ITA 1108/2007, 1249/2009 & 173/2016 Page 1 of 8
versus
VIRAGE LOGIC INTERNATIONAL INDIA ..... Respondent
Through: Mr. Balbir Singh, Sr. Adv. with Mr.
Prakash Kumar and Mr. Ankit Vijaywargeja,
Advs.
CORAM:
HON'BLE MR. JUSTICE S. RAVINDRA BHAT
HON'BLE MR. JUSTICE NAJMI WAZIRI
S. RAVINDRA BHAT, J. (Oral)
1. The questions of law framed in ITA No. 1108/2007 are as follows:
(i) Whether the transfer of computer software by the Indian branch to the head office can be said to be 'sale' to the head office out of India?
(ii) Whether the assessee is entitled to claim benefit of Section 10A of the Income Tax Act, 1961, as the software is developed by the branch as per the requirement of Head Office and not sold to any third party?
2. The companion appeals i.e. ITA Nos. 1249/2009 and 173/2016 also concern the same questions of law, because the Income Tax Appellate Tribunal (in short 'ITAT') followed the decision rendered by it on 05.01.2007, (which is the subject matter of ITA No. 1108/2007).

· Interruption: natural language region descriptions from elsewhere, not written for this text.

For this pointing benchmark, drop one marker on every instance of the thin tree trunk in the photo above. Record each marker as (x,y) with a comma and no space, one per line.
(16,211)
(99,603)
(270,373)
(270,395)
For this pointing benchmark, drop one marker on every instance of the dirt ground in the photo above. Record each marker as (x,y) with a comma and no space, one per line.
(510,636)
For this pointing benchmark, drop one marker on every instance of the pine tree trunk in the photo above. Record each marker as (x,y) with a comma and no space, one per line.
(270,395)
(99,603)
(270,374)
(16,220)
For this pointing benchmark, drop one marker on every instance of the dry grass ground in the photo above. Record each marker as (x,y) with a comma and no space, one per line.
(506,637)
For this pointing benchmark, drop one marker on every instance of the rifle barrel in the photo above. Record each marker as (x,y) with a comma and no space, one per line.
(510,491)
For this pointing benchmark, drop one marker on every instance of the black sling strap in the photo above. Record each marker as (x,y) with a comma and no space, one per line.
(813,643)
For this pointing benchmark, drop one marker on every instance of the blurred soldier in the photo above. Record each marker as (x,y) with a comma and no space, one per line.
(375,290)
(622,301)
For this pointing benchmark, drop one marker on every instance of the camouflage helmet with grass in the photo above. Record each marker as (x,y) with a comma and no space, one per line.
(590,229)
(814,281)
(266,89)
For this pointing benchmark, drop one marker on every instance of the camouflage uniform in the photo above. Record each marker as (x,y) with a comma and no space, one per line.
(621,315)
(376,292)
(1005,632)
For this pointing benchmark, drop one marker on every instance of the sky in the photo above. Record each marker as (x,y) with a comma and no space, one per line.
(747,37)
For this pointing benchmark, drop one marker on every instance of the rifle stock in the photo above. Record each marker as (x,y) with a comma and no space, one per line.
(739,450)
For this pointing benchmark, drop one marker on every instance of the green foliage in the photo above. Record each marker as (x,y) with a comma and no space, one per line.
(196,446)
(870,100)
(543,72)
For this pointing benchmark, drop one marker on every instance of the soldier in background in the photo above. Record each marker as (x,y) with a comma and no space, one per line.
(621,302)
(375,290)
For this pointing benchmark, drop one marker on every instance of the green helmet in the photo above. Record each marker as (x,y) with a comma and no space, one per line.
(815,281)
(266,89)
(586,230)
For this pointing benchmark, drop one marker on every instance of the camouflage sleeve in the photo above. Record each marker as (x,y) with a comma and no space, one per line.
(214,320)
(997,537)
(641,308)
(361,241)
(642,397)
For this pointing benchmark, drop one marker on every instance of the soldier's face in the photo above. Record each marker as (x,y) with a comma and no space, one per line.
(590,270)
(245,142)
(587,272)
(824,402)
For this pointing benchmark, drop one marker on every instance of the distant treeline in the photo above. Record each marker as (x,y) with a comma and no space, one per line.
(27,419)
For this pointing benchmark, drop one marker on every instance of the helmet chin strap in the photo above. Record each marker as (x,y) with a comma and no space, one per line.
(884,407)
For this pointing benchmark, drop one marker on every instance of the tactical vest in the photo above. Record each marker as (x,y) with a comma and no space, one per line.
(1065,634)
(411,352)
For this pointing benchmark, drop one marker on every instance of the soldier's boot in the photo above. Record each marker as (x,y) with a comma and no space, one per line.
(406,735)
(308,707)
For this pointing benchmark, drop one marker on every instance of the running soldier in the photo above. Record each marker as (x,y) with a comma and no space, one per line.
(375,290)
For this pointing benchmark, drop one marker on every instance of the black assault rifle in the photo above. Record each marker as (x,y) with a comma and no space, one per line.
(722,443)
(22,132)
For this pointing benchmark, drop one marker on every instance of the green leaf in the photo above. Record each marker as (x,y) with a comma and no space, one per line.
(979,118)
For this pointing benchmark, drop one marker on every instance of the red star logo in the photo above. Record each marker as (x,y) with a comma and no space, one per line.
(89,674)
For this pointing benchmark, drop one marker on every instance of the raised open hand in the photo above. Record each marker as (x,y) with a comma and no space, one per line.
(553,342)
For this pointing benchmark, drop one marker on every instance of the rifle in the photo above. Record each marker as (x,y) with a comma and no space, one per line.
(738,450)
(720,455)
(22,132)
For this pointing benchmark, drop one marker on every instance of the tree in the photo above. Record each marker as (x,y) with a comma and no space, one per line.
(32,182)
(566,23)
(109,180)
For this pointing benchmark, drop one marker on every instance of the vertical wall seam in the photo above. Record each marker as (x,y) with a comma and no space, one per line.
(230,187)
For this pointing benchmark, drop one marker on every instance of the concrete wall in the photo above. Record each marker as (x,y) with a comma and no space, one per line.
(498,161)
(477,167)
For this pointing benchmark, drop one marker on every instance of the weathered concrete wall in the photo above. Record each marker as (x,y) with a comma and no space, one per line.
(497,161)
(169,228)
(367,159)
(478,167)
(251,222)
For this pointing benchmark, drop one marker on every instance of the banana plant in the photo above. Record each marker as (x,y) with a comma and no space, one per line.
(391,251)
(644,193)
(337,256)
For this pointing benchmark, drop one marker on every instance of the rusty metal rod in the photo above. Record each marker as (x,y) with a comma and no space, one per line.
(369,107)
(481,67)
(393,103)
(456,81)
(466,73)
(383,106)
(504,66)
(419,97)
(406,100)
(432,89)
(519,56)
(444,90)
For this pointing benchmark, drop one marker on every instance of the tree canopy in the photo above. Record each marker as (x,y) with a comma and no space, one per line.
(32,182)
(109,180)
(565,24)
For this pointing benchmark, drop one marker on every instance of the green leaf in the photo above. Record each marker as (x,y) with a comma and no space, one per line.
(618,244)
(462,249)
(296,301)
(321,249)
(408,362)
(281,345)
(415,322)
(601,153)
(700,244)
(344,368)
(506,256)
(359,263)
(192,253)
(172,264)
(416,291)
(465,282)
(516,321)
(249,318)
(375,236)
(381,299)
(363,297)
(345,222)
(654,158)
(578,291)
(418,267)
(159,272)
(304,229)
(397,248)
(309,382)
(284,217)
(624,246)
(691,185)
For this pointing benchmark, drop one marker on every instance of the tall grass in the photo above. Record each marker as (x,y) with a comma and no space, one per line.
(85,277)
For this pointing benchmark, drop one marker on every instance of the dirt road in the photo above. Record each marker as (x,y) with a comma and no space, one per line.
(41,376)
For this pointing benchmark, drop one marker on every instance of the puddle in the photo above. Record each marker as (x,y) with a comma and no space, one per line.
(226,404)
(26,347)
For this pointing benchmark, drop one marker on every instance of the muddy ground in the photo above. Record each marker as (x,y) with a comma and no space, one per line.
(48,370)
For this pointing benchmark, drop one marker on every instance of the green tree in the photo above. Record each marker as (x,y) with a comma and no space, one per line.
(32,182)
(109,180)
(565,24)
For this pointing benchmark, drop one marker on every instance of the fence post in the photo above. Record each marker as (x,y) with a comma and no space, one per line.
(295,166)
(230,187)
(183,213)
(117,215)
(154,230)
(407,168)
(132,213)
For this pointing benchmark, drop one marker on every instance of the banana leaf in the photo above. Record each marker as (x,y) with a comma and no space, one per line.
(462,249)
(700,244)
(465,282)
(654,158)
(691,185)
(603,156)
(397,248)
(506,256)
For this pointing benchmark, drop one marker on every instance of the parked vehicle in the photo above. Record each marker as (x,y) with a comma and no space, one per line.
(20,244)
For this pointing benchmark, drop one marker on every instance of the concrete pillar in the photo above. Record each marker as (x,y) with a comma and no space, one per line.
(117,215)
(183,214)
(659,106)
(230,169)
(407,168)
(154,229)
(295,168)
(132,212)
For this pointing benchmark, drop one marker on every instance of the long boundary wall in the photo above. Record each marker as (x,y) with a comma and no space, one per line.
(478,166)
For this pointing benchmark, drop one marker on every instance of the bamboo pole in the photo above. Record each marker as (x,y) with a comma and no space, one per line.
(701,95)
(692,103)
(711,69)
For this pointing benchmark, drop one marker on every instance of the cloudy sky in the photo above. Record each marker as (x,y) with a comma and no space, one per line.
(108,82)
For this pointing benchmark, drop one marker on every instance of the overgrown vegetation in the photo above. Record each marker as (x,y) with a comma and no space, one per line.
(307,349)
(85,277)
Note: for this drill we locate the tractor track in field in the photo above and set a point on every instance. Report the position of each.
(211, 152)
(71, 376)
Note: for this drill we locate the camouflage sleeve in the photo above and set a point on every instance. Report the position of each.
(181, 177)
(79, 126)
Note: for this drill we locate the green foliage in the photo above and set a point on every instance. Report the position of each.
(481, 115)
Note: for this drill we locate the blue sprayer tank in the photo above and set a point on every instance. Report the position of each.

3. The assessee is engaged in the business of software development and was accorded approval of the Reserve Bank of India (in short 'RBI') under the then prevailing Foreign Exchange Regulation Act, 1973 to establish a branch office in India: at Noida ITA 1108/2007, 1249/2009 & 173/2016 Page 2 of 8 and New Delhi, for development of software for export. It received approval for setting up of 100% Export Oriented Unit (EOU) under the Software Technology Park (STP) Scheme of the Central Government on 23.09.1999 for development of computer software; the software so developed by it is electronically transmitted to its head office, located abroad. In terms of the agreement between the assessee and its head office, the latter pays all direct and indirect cost for development of software with the mark up of 15% of such process.
4. The assessee had developed a software known as "Softex Form", and exported it through data communication links. It received consideration and furnished the relevant clarification which was accepted by the STPI authorities. It also received remittances from the head office towards the export/ transmission of such software. It reported a profit of Rs. 2,66,95,445/- for AY 2002-03 and filed a return seeking exemption under Section 10A of the Income Tax Act, 1961 (in short 'Act').

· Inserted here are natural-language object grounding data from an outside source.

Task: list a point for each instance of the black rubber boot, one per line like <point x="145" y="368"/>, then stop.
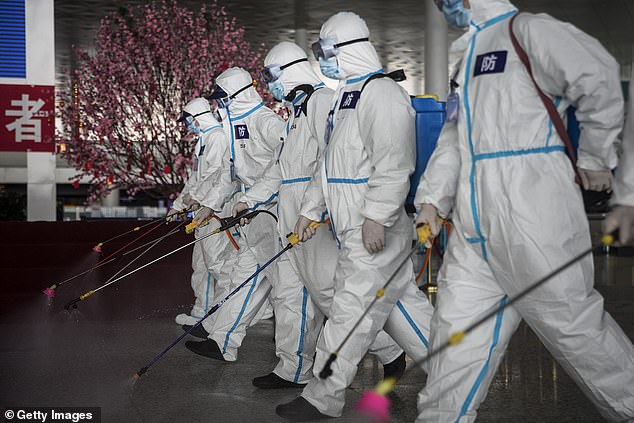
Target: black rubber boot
<point x="207" y="348"/>
<point x="198" y="332"/>
<point x="300" y="410"/>
<point x="273" y="381"/>
<point x="396" y="368"/>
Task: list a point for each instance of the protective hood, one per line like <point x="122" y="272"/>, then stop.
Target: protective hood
<point x="298" y="74"/>
<point x="485" y="10"/>
<point x="231" y="81"/>
<point x="356" y="59"/>
<point x="200" y="106"/>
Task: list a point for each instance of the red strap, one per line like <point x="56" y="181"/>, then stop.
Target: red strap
<point x="548" y="103"/>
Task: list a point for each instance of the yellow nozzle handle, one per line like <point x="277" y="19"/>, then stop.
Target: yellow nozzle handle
<point x="193" y="225"/>
<point x="293" y="238"/>
<point x="385" y="386"/>
<point x="86" y="295"/>
<point x="424" y="231"/>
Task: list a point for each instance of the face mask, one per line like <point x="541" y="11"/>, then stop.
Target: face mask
<point x="456" y="14"/>
<point x="277" y="90"/>
<point x="223" y="103"/>
<point x="192" y="127"/>
<point x="330" y="68"/>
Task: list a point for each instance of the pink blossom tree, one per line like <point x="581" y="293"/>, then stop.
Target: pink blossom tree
<point x="119" y="110"/>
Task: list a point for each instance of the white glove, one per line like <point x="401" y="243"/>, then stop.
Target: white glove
<point x="621" y="218"/>
<point x="172" y="215"/>
<point x="427" y="215"/>
<point x="596" y="180"/>
<point x="239" y="207"/>
<point x="303" y="229"/>
<point x="373" y="235"/>
<point x="203" y="214"/>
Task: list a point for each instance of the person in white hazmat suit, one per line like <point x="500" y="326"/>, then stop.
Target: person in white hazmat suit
<point x="518" y="213"/>
<point x="303" y="292"/>
<point x="213" y="255"/>
<point x="363" y="180"/>
<point x="622" y="217"/>
<point x="255" y="133"/>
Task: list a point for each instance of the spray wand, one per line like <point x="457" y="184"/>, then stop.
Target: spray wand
<point x="293" y="240"/>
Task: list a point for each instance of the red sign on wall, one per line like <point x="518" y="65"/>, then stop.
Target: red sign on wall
<point x="27" y="118"/>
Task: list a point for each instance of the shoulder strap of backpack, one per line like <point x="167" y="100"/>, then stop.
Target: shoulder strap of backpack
<point x="548" y="103"/>
<point x="397" y="75"/>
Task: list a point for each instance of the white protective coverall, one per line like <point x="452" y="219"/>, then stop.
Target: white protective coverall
<point x="254" y="132"/>
<point x="213" y="255"/>
<point x="518" y="214"/>
<point x="305" y="285"/>
<point x="364" y="174"/>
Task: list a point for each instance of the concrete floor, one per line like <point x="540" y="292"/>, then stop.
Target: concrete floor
<point x="87" y="358"/>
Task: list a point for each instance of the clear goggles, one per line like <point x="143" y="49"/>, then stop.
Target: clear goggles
<point x="188" y="118"/>
<point x="328" y="47"/>
<point x="272" y="73"/>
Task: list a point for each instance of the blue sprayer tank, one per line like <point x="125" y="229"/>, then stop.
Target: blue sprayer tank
<point x="430" y="117"/>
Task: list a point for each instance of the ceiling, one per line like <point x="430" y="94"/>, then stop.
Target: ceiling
<point x="396" y="27"/>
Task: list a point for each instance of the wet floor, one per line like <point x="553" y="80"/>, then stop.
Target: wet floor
<point x="65" y="359"/>
<point x="50" y="357"/>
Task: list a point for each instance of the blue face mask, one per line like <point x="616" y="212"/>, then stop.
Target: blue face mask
<point x="277" y="90"/>
<point x="191" y="127"/>
<point x="330" y="68"/>
<point x="456" y="14"/>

5. The Assessing Officer (AO) rejected the assessee's claim holding firstly its statement that it had sold software to its head office, was unacceptable because it and the head office were part of the same entity; and that, secondly, it merely provided services to the head office which reimbursed the costs to the assessee but with a nominal mark up. Importantly, the AO held that transfer of software in the circumstances of the case did not amount to its export.

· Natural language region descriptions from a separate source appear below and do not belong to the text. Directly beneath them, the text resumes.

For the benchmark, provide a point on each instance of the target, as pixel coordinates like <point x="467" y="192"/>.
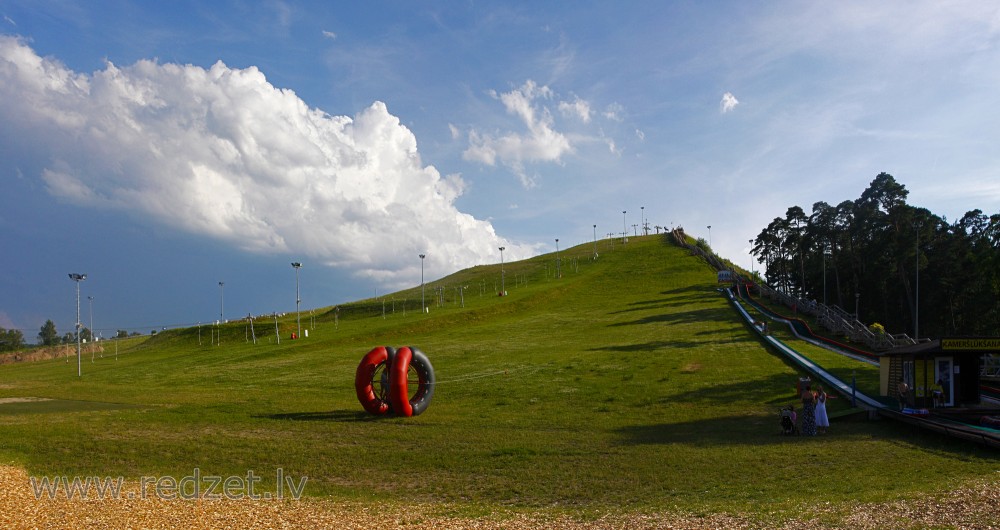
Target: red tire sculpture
<point x="386" y="377"/>
<point x="370" y="381"/>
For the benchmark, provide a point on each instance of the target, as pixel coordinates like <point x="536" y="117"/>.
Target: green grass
<point x="629" y="383"/>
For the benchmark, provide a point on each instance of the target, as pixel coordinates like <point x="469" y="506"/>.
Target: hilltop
<point x="621" y="383"/>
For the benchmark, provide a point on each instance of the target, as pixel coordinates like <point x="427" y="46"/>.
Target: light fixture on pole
<point x="503" y="284"/>
<point x="78" y="278"/>
<point x="296" y="265"/>
<point x="422" y="307"/>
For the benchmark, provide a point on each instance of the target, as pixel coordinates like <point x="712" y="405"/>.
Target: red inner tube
<point x="398" y="393"/>
<point x="363" y="381"/>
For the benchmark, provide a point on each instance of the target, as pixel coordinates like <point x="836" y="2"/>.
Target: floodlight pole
<point x="826" y="252"/>
<point x="296" y="265"/>
<point x="916" y="304"/>
<point x="90" y="299"/>
<point x="78" y="278"/>
<point x="422" y="307"/>
<point x="503" y="283"/>
<point x="595" y="241"/>
<point x="558" y="271"/>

6. The assessee had contended that its Indian branch constitutes a permanent establishment (PE) of its foreign office and the profits ITA 1108/2007, 1249/2009 & 173/2016 Page 3 of 8 were attributable to its business carried out in India and were taxable under the several provisions of the Act. The assessee had claimed that by virtue of the existing Double Taxation Avoidance Agreement (in short 'DTAA'), it could seek benefits to the extent that the DTAA's provisions apply. It also relied upon Article 7(1) of the DTAA. The AO's reasoning was premised inter alia on the basis that Section 10A was introduced with the objective of encouraging foreign exchange accruals and earnings in India. It was therefore held that what the assessee received was mere remuneration (on man hour basis) for the development of software and not proceeds of the software when sold by the head office. The AO further noted that the assessee remitted back its profits to the head office in foreign currency and that by this reason the objective for introducing Section 10A was defeated. The AO crucially referred to explanation 2 to Section 80HHC which provides that where goods and merchandise are transferred by a unit to a branch office, warehouse or other establishment situated outside India, and thereafter sold, such transfer shall be deemed to be export. The absence of a similar provision in Section 10A was held to be an adverse circumstance which precluded the treatment of the transfer of computer software in this case as export.
7. The Commissioner of Income Tax (Appeals) [CIT(A)], on being approached by the assessee, upheld the AO's order. In was in these circumstances an appeal was instituted before the ITAT.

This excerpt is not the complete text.